Book Review: Bloodlands: Europe Between Hitler and Stalin by Timothy Snyder

The title is pretty self-explanatory; this book is about the location of the worst mass murders of the 1930s and 1940s; the part of Europe between Nazi Germany and Soviet Russia.  Starting with the 1933 deliberate starvation of Ukrainians by the Soviet government, policies of mass murder were followed by both countries.

Bloodlands

While there were also massive casualties from World War Two, this book focuses on those policies that were deliberately designed to kill as many people as possible whether this was necessary for military purposes or not.  After the starvation of the Ukrainians, Stalin created the Great Terror, designed to remove anyone in the western part of the Soviet Union  who might have loyalties to things other than Communism, or might be able to lead a resistance.

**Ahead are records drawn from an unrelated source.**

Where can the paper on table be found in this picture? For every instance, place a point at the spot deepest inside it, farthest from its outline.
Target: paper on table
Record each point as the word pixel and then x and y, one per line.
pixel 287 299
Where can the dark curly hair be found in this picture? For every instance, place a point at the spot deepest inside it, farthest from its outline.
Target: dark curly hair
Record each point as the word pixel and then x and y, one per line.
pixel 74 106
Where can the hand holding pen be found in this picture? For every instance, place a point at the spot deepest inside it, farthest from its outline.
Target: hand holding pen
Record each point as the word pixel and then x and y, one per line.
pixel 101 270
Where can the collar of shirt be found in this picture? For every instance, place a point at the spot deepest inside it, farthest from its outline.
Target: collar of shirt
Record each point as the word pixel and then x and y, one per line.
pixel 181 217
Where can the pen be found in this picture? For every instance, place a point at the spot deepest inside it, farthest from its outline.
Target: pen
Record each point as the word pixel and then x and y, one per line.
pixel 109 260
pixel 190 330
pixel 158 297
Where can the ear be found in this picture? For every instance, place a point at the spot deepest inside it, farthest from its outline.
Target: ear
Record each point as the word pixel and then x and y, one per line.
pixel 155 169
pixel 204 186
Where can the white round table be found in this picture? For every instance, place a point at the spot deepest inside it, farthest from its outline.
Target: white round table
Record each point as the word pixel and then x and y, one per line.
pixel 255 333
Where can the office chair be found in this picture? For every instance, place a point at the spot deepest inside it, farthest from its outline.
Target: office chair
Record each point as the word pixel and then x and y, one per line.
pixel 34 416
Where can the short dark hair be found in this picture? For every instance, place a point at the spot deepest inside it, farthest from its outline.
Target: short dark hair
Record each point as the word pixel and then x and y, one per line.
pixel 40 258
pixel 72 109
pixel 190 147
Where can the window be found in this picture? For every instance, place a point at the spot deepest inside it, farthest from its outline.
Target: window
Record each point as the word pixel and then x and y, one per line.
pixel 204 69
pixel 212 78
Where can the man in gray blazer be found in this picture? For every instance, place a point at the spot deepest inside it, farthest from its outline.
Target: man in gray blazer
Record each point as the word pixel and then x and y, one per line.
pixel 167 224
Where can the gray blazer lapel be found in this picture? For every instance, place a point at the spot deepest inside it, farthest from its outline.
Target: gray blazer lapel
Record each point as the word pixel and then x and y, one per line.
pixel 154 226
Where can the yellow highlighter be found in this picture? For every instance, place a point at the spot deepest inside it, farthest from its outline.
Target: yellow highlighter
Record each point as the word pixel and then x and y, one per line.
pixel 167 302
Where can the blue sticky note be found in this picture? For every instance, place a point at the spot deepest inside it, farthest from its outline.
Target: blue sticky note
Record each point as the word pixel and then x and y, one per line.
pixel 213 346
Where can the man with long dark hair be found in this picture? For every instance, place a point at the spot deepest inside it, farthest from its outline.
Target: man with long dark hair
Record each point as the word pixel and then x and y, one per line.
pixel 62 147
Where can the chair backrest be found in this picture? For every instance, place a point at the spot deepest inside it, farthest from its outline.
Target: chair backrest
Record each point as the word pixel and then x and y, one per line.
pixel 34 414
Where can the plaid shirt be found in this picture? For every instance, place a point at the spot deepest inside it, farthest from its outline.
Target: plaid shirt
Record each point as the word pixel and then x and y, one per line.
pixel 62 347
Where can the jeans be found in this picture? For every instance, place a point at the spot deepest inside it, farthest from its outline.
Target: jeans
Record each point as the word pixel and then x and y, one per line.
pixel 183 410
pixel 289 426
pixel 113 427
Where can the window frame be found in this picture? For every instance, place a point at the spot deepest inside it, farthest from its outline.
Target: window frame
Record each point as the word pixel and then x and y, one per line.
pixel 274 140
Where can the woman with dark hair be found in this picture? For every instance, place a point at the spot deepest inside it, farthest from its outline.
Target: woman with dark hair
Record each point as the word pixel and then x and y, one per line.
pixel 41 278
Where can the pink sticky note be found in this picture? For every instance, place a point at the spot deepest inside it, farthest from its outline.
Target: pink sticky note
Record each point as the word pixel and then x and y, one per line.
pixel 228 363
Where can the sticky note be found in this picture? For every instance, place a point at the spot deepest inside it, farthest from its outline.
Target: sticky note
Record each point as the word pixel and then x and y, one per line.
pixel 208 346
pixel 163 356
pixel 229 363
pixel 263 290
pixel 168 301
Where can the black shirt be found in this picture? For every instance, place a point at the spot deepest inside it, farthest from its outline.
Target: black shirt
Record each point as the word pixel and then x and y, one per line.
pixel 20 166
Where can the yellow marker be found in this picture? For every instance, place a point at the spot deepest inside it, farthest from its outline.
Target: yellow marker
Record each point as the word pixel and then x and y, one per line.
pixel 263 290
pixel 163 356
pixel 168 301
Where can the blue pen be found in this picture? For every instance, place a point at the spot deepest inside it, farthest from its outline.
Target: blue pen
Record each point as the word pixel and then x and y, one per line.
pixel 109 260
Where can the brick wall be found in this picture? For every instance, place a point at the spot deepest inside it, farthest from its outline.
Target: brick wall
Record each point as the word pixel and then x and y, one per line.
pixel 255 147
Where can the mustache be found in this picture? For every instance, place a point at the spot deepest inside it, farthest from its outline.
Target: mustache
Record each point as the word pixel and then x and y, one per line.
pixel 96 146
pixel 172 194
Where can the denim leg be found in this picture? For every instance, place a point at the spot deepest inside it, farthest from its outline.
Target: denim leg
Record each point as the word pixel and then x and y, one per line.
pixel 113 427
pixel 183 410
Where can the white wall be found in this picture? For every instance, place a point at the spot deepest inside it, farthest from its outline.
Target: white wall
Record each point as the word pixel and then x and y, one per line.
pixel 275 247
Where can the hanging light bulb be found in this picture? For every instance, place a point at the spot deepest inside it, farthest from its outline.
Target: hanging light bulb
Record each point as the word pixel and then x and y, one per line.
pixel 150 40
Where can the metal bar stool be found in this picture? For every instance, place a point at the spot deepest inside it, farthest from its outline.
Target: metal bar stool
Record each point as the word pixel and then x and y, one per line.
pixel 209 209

The Nazis got a later start, but kicked their murder into high gear when they allied with the Soviet Union to invade Poland.  Both sides started slaughtering the locals, the Soviets as an extension of the Great Terror, the Nazis because Hitler wanted the area cleared of all non-Germans (but especially Jews) so that it could be colonized as the Americans did to the Wild West.

Then Hitler decided to go to war with Stalin, invading the rest of Poland, and points east to Moscow.  Naturally, the murder of anyone who wasn’t a German or immediately useful to the Germans came with them.   When Russia turned out to be harder to defeat than planned, the Nazis decided to ramp up killing Jews as an actual war aim–if they couldn’t actually win, they were at least going to take the Jews of Eastern Europe with them.

As the Soviet Union advanced towards the end of the war, they were no gentler than they had been before, and those caught between the two dictatorships suffered for it.

The book goes on to describe the post-war “ethnic cleansings”, where millions of people were moved across new borders to match their “nationality”, which only killed people incidentally.  Then it delves into Stalin’s efforts to rewrite history and make World War Two the Great Patriotic War when the forces of imperialism attacked the heroic Soviet Union, and only the Communists (especially the Russians) fought back.  Yes, some Jews were killed, but only as an incidental side effect to them being Soviet citizens.

There even seemed to be a movement by Stalin towards the end of his life to justify a new Great Terror against Soviet Jews–cut short by him dying.

This is all horrific material, and some readers may find it too strong to stomach.  Along with the mass murder, there’s torture and rape.  Nevertheless, it’s an important book with relevance to many modern topics, including the current state of affairs in the Ukraine.

The author believes that it’s not so much a matter of whether Hitler or Stalin was a worse mass murderer.  The Bloodlands were caused by both of them, separately and working to encourage each other.  Even the Western Allies are culpable to the degree they chose to overlook what Stalin was doing and had done, because Nazi Germany needed stopping.  The phenomenon must be studied and understood so that we can avoid it ever happening again.

The danger is not that we might be the victims, but that under the wrong circumstances, we might become the perpetrators.

The book contains multiple maps, an extensive bibliography, end notes and index, and an abstract that summarizes the main points of the book for the “too long, didn’t read” crowd.